The Krewe's leader, Porter, who prefers his real name kept private, calls Ragnarok a 'rogue krewe.'

"The main parades have to follow set routes. They have to wear certain things," Porter says. "We can stop where we want. We can go where want."

The krewe formed in 2010 when a group of friends built a Viking ship.The next year they constructed the steam-punk horse atop a steel frame. In 2013, they renovated the horse with salvaged materials to decorate it with a hybrid Diade Los Muertos-pale horse theme. Armor was cut from espresso cans; skin fitted with canvas drop cloth; murals made from beads; and chains and bones fashioned from reformed PVC pipe. Everything was done by hand in Porter's yard.

The most traditional and prominent alternative krewe today is Krewe du Vieux. It started in 1978 as an art parade by the Krewe of Clones, according to Ray 'Plaine' Kern. He saw the Klones march in the early 80's, and in 1983 he started a sub-krewe, the Krewe of Crude.

"All that imagination, creativity, craziness in the streets.I wanted to be part of it," says Kern, who captained Krewe du Vieux for 13 years.
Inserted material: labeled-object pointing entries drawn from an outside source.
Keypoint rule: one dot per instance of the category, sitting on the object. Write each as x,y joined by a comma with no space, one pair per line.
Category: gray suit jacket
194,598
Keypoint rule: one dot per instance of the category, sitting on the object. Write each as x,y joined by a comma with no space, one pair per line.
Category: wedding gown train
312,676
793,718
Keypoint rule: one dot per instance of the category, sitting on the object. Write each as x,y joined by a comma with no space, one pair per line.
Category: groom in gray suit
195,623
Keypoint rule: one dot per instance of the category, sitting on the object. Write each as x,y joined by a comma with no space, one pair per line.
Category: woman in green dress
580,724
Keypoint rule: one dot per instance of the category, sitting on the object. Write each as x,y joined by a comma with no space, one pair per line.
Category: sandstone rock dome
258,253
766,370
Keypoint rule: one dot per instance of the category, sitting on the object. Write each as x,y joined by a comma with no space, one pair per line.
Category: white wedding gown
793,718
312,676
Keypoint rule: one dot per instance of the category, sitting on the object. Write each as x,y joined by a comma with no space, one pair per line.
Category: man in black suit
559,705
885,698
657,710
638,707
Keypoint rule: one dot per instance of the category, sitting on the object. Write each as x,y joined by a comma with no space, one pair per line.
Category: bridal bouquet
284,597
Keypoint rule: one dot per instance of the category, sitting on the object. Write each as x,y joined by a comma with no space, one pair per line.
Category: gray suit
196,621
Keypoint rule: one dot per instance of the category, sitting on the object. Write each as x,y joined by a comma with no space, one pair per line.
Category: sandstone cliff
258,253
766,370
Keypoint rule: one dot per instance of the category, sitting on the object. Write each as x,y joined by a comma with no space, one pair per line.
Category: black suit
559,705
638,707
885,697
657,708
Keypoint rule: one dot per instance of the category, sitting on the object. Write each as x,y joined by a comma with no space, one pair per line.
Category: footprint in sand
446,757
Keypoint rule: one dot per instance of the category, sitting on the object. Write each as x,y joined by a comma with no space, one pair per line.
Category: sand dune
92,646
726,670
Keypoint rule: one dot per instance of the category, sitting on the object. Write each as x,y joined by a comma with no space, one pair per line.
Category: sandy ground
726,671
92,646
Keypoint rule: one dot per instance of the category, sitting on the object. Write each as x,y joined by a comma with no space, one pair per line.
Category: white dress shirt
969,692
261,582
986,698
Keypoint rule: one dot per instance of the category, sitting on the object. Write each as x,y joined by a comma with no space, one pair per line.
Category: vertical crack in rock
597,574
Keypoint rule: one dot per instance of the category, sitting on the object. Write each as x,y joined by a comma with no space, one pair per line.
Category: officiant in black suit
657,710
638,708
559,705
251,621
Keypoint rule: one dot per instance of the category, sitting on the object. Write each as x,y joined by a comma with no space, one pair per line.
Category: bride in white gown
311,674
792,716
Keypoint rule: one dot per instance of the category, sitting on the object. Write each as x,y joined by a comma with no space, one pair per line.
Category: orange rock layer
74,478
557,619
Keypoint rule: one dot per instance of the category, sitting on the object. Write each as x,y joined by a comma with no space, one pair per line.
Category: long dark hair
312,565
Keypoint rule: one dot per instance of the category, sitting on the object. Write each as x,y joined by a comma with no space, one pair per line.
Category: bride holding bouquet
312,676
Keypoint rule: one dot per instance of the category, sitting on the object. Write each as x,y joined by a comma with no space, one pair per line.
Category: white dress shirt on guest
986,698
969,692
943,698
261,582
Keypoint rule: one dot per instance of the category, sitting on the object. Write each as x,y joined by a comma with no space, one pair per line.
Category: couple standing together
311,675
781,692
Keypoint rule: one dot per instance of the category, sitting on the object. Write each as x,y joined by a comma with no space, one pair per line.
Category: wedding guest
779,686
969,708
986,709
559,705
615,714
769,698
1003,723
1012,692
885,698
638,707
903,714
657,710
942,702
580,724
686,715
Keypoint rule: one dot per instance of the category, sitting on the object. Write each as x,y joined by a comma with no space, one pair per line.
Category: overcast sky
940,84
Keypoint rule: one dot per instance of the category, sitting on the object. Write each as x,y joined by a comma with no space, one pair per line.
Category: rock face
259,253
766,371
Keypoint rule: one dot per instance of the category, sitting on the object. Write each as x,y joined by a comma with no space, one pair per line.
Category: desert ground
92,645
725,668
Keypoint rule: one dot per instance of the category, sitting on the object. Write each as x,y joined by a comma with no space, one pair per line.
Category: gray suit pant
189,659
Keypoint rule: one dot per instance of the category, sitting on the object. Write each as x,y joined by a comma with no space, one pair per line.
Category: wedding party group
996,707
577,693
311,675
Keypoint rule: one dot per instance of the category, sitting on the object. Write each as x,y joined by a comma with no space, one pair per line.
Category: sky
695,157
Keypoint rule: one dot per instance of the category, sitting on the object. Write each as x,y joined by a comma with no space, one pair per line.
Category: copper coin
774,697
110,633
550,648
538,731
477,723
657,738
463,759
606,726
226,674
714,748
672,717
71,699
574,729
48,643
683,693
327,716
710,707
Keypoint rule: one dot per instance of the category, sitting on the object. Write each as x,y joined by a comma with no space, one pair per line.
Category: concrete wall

"In 1987 the Krewe of Clones changed their route to uptown and raised dues from $15 to $300 to get rid of the rabble and riff-raff," Kern says, "not knowing that the rabble and riff-raff was the heart of it." Krewe du Vieux was established in response.

"We didn't want to become respectable," Kern says."We didn't want anything to do with that.They wanted to have too much creative control."

Krewe du Vieux is divided into about twenty sub-krewes responsible for their own floats, costumes, and throws.The floats are mule-drawn to honor traditional French Quarter Mardi Gras parades.

"Everything's handmade," Kern says, "We have a structure, but it's very loose.We very rarely tell people what to do."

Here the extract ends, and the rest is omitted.